Viral / Molecular Core High Density Sequencing Support
High density sequencing is an emerging technology with the capacity to generate millions of sequences, with up to a billion bases of sequence in a single run. This approach is ideal for characterizing complex populations such as HIV and SIV, HBV/HCV, and sites of retroviral DNA integration.
The Viral/Molecular Core is now offering Illumina sequencing as a service. In each case, amplicons will be generated from samples of interest, then sample sequences determined. Sequences are subject to stringent quality control algorithim and provided to users in fasta format. Bioinformatic analysis is available on a fee-for-service basis. The core also provides advice on experimental design, sequence work up, statistical analysis, and long term data storage.
Several services are offered.
- Initial consultation on experimental design (free of charge)
- Deep sequencing of viral genomes
- Sequencing of sites of retroviral DNA integration
- Programmer time for data analysis
The Core provides support for each of these areas through the expertise of Dr. Frederic Bushman (Core Co-Director). Advanced bioanalytic support and analysis is offered collaboratively through the Biostatistics and Data Management Core (Core G) by Dr. Hongzhe Li (Core G Co-Investigator).
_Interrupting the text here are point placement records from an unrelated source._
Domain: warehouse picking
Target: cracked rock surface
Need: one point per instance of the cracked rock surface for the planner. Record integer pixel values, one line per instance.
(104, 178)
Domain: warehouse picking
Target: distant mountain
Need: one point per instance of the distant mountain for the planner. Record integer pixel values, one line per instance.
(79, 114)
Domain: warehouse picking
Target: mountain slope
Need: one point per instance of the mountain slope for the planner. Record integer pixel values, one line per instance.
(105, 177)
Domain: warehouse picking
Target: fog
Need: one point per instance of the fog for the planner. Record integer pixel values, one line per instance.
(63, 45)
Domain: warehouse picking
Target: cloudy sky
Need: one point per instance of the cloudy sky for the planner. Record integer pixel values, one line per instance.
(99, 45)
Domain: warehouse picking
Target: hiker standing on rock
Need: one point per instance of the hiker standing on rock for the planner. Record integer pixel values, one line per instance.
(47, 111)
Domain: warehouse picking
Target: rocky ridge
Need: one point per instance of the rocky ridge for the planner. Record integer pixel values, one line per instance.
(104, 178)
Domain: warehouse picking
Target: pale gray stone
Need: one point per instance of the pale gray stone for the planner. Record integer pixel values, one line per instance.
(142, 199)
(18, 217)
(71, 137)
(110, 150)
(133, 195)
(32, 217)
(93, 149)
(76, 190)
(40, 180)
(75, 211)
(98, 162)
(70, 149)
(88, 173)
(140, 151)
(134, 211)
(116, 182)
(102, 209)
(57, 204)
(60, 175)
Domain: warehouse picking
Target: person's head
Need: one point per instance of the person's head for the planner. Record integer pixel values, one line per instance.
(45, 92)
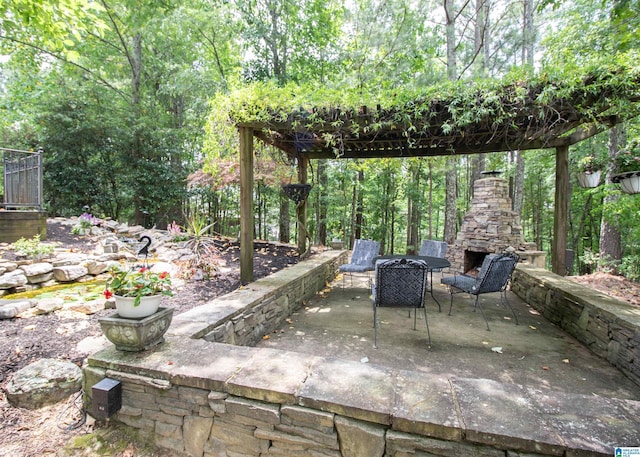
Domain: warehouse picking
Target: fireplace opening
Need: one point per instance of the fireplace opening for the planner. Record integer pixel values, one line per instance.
(473, 261)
For further information on utilizing V/M Core support for high density sequencing, contact Aubrey Bailey.
Order High Density Sequencing services through the Path BioResource at Penn. Instructions for the Path BioResource can be found here on the CFAR website or on the Path BioResource site itself.
Core Service Contact:
Viral and Molecular Core
The V/M Core can provide free collaborative biostatistical services including proposal development and study design, framing hypotheses, sample size calculation, selection of statistical methods, grant applications, interpretive analyses and manuscript writing.
If a grant results from this collaboration with effort budgeted for a student/analyst, the V/M Core can then continue to provide collaboration on data analysis.